RULES-Everyone does pretty much whatever they want. Driving like they have blindfolds on, smoking in restaurants next to small children, graffiti is EVERYWHERE- You wanna graffiti that 2,000 year old wall that was so perfectly engineered that it’s stood strong, against all odds? Sure, do it Giacomo. God knows we need some kind of morphing between Italian and English curse words in hot pink bubble font. You’re so edgy!

SAVING THE PLANET- Italy doesn’t really dig this concept and it shows in their lack of recycling receptacles and their penchant for littering. I am sure many Italians would think it’s hilarious to know that there is an American out there calling them decadent and wasteful, considering you could fit 4 of their cars inside one of our SUVs, but there ya go, I said it! Italy also has a huge tourist population of Germans and Swiss Germans, who are known to be a very logical, level-headed people who see the efficiency behind recycling and oh, I dunno, not ruining the freaking earth. I’m surprised they haven’t started beating them with their weird German hiking sticks.

TOILETS- Italy’s got em, and if you want ‘em, you better pay up. This actually doesn’t bother me one bit, because it makes you feel a touch better about going into a public restroom since they always have an employee there and a lack of guys talking to the 10 people that live in their head. There are a few unattended free restrooms, and it’s a straight up hole in the ground. Picture a BathFitter material on the ground, with a whole in the center. Well, you hover and do your best to aim well. You then shiver with fear of what kind of illness you are collecting on your sneakers.

RESTAURANTS- When you arrive, you get a menu. They won’t come back for about 10 minutes, at which point you order everything you’re going to want for the meal. There’s no “bevving” the tables, and then coming back for the order. I think their system is a win/win. I don’t want to get too attached to you Paulo, so let’s keep our exchange to a minimum for the sake of my heart. Also, when you’re done eating, they consider it rude to give you the check unless you ask for it. Everyone’s had that night when you’re enjoying that last drink, the place isn’t waiting for others to sit down, but for some reason as soon as that check arrives you feel obligated to leave soon thereafter. Not in Italy. You take your damn sweet time.

ROOM TEMPERATURE- I don’t really believe in freezing to death indoors when it’s 90 degrees outside. If it’s summer time and I am putting a sweater on while indoors, it’s set too low. So, I appreciated Italy’s indoor climate setting set at a very temperate level.
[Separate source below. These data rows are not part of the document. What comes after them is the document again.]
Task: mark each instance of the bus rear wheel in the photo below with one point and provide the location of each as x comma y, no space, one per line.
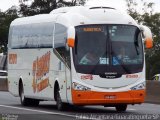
121,108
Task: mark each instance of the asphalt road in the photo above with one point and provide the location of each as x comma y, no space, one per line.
10,109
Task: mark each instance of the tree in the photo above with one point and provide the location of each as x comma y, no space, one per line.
5,19
152,20
45,6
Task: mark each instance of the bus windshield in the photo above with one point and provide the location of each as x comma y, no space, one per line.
108,48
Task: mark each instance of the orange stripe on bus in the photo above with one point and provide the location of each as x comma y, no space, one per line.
103,98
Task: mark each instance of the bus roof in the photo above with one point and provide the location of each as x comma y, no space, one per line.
78,15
Just something bearable. Speaking of bearable, this brings me to my last observation…

DEODORANT- So, Europeans shower. They bathe themselves, and even have a special cleansing mechanism that Americans don’t even have for after you use the bathroom. So then, why, WHY is it so freaking hard for you to swipe on a bit of Deodorant? I’ve had people tell me that apparently they think it’s sexy or something to have your natural odor flowing. Um, sexy for who? The black bears living the woods that can smell you from here? And what’s even the point if you’re going to cover it up with a pint of cologne?

1 comment:

  1. I really liked this post. It was both hilarious and a good portrayal of the European way as seen through the eyes of an American.

    I especially like your use of "Giacomo".